見かねた母親が兄に弟のために住宅ローンを組んでやれ、と頼みこみ兄は弟のためにローンを組んだ。兄には既に自宅用の住宅ローンがあったので第二のローンは事業用となった。(金利が高い)
弟は兄に対して毎月のローン返済額相当を家賃として支払う、という約束をした。(口約束で書類はない)
最初のうちは弟は家賃を支払っていたが、そのうち仕事が少なくなってきてそれを払えなくなってきた。
2つのローンを抱えてぼやく兄に対して母親は「弟のめんどうみてやれや」、弟は「兄貴はおれよりも豊かなのだからいいじゃないか。
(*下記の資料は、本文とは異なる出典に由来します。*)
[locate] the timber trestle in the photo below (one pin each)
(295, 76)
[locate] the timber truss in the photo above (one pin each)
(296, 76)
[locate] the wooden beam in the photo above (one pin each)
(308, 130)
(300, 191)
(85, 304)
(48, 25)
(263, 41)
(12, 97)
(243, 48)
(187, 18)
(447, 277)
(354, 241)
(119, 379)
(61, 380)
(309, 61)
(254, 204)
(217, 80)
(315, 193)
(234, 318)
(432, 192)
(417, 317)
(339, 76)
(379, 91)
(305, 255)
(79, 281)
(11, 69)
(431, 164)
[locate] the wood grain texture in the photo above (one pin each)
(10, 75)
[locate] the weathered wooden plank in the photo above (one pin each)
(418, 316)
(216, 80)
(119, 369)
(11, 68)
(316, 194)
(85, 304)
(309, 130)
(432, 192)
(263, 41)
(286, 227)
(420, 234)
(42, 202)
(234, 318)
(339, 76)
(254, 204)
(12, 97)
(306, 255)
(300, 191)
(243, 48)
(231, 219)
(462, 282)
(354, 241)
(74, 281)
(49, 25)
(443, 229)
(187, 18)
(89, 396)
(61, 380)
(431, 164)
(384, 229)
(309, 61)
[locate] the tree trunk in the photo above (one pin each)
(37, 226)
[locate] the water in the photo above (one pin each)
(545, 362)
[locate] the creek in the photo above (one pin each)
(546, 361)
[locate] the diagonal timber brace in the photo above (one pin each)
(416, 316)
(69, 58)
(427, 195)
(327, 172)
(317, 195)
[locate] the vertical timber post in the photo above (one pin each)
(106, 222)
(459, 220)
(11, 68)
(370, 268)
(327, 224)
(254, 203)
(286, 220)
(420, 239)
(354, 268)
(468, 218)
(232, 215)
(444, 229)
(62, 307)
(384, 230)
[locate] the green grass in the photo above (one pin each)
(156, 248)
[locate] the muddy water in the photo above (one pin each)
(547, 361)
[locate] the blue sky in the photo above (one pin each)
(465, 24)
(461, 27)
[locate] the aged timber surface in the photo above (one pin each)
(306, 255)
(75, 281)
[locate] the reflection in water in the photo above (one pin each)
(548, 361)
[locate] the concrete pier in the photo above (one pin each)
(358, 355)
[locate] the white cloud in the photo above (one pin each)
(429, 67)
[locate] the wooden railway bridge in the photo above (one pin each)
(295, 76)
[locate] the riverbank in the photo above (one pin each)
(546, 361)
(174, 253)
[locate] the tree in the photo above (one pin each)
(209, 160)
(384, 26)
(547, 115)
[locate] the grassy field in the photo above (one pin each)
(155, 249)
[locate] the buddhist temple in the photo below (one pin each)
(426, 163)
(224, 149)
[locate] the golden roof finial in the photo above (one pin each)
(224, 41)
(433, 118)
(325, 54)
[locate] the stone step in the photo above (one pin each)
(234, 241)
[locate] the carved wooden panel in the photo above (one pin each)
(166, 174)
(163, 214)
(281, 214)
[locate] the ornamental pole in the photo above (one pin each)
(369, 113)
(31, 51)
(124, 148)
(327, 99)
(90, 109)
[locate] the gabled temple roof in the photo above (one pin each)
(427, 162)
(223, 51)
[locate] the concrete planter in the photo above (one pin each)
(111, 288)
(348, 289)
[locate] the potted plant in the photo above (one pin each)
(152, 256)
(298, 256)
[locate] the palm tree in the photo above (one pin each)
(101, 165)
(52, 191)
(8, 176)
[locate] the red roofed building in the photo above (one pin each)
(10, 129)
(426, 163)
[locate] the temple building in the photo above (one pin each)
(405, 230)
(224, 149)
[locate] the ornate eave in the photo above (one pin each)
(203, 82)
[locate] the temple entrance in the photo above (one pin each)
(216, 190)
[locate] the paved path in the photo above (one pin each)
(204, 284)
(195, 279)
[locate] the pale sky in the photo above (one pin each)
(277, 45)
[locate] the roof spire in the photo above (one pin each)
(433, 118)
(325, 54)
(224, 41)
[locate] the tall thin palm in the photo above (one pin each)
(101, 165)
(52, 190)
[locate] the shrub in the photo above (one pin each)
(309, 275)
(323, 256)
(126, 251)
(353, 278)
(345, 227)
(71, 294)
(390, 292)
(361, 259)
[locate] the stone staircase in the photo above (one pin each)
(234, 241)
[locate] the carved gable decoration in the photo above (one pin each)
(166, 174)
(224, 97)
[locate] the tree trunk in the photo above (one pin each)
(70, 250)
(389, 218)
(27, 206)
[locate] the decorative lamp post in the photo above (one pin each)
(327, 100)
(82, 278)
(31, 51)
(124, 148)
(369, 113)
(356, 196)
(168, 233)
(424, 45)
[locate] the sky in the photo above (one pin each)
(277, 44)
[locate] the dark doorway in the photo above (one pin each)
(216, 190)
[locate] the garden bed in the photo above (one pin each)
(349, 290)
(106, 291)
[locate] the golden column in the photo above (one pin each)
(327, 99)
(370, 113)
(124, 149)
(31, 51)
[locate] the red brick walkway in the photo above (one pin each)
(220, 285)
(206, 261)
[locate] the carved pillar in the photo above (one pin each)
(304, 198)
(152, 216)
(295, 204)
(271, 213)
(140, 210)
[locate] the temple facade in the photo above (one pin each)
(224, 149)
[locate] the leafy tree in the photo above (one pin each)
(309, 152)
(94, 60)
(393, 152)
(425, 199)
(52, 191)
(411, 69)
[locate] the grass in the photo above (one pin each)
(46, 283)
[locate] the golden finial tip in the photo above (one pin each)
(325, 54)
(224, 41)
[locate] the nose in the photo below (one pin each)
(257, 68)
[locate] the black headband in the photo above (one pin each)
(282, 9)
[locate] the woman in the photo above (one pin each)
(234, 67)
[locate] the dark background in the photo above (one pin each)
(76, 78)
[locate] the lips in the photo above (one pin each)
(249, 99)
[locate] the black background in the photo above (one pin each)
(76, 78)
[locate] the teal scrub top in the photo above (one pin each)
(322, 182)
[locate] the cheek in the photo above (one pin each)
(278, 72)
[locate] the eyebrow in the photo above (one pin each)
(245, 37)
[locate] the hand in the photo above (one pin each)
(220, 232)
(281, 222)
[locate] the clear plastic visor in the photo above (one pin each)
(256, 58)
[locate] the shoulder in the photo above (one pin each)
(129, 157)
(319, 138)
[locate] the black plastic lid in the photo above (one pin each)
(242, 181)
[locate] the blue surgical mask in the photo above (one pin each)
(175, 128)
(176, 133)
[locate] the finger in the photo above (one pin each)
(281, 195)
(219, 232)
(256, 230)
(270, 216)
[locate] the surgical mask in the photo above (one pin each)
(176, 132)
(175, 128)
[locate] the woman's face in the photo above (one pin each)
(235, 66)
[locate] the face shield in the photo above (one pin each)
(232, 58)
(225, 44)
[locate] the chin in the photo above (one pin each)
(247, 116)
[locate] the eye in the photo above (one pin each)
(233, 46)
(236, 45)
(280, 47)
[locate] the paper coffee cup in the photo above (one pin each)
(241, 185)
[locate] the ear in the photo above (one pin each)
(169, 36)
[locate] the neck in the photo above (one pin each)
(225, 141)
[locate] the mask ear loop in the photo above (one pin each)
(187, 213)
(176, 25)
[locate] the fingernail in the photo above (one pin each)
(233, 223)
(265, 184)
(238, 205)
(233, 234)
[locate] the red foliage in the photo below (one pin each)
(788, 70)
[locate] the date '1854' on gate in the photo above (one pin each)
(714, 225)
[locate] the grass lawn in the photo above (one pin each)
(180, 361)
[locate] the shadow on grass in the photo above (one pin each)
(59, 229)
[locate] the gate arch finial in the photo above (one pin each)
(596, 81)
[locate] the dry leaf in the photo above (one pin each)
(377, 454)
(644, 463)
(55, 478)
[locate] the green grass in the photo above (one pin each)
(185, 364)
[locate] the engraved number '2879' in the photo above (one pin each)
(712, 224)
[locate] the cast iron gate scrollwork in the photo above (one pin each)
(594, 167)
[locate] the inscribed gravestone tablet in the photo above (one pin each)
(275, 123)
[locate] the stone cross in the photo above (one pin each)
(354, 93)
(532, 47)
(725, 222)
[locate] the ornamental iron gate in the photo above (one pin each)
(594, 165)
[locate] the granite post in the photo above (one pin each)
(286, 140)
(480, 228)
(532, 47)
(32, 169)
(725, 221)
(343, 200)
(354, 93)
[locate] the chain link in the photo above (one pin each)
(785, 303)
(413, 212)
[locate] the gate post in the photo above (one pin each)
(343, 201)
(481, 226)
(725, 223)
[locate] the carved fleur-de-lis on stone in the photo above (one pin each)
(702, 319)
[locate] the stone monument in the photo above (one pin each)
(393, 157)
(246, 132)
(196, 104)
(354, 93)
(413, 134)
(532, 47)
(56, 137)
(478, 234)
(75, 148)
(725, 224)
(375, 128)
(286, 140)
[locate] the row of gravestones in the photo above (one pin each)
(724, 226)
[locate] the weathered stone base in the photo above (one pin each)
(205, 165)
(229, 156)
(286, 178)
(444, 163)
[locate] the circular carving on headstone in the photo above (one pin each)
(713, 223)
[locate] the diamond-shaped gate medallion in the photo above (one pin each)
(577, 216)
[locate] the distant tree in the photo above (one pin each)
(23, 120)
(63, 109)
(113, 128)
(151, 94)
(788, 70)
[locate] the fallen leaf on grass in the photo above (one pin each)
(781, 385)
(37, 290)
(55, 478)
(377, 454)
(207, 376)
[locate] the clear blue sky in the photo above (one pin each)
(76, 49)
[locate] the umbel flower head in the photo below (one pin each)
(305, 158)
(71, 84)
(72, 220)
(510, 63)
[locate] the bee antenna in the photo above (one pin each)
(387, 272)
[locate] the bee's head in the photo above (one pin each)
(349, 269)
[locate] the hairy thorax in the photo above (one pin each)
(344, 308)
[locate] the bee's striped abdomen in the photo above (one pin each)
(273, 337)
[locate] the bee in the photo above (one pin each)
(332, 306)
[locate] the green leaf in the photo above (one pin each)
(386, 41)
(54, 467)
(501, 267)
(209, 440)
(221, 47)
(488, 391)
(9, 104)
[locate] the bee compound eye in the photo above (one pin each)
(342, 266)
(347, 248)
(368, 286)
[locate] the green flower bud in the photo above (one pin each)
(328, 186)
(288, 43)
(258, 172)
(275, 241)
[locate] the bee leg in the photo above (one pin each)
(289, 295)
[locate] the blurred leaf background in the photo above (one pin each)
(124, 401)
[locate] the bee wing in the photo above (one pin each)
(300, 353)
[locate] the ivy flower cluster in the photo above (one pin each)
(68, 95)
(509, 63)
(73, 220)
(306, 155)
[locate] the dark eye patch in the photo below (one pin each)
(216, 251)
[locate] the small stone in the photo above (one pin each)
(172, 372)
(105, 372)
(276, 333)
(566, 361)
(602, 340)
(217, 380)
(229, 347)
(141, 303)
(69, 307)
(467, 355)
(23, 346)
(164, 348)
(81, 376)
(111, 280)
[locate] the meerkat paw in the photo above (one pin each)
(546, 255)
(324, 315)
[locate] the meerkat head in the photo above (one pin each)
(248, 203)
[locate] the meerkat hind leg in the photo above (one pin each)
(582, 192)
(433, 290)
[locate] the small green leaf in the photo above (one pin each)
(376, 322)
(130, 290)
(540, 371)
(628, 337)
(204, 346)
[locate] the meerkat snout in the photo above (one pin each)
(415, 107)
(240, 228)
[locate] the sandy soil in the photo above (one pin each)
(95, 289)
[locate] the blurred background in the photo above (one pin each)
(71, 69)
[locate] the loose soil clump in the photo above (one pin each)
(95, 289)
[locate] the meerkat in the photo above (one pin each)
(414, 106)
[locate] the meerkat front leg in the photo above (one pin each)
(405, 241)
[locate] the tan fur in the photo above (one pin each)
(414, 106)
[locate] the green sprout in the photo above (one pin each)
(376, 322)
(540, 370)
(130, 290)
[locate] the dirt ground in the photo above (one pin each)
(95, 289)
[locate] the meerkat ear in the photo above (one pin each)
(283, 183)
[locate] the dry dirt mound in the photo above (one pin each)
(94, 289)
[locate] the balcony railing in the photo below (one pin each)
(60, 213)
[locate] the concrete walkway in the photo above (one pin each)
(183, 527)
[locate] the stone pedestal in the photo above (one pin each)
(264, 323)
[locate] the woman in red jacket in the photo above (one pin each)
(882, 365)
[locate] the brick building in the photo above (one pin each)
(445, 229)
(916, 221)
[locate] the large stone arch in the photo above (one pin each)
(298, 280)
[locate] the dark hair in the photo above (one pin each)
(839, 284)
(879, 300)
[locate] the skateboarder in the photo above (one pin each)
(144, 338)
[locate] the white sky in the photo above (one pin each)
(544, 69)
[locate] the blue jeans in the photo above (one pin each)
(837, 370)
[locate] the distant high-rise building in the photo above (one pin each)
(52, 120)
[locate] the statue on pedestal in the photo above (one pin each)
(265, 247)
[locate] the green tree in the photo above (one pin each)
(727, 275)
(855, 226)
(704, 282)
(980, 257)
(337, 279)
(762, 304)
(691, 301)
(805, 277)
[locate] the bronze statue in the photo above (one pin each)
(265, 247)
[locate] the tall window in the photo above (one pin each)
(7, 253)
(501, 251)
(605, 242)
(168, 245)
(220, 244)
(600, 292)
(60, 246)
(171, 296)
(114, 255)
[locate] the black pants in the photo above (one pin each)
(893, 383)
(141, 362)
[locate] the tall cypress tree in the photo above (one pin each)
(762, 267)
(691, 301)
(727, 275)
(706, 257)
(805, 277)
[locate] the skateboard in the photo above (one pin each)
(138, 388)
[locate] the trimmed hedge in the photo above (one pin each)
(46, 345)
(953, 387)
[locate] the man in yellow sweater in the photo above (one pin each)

そのうち家は明け渡すから」と甘える世界。
こんな状態で年月が経ち、兄に定年が近づいてきて2つものローンに耐えられなくなってきた兄は弟に家賃の支払いを催促するけどラチがあかない。母親にもボケが始まりどうしようもない。
家屋や土地を無償で貸すことを法律では「使用貸借」といい、当初約束していた状態が守られなかったり、目的としていたことが終了したりした場合にはただちに退去する必要があります。
例にあげたような兄と弟のケースでは家主たる兄が要求した場合には弟は即刻立ち退く必要があるのですが、問題は他人ではない親族同士の場合法律どおりにはことを運べないのがやっかいです。兄が約束違反だと主張しても何ら書類がないため強制執行をするわけにはいきません。
とはいうものの法的には弟の立場は弱く、結局弟は半年の猶予期間を経て立ち退くこと、兄は弟に対して解決金として金銭の支払いを行う(引っ越し費用に充当)ことということを裁判所で約束することとなり一件落着となりました。

とはいうものの住む場所がなくなる弟に対して母を交えた親族間の話し合いでどうなるのか兄には不安が残ったようです。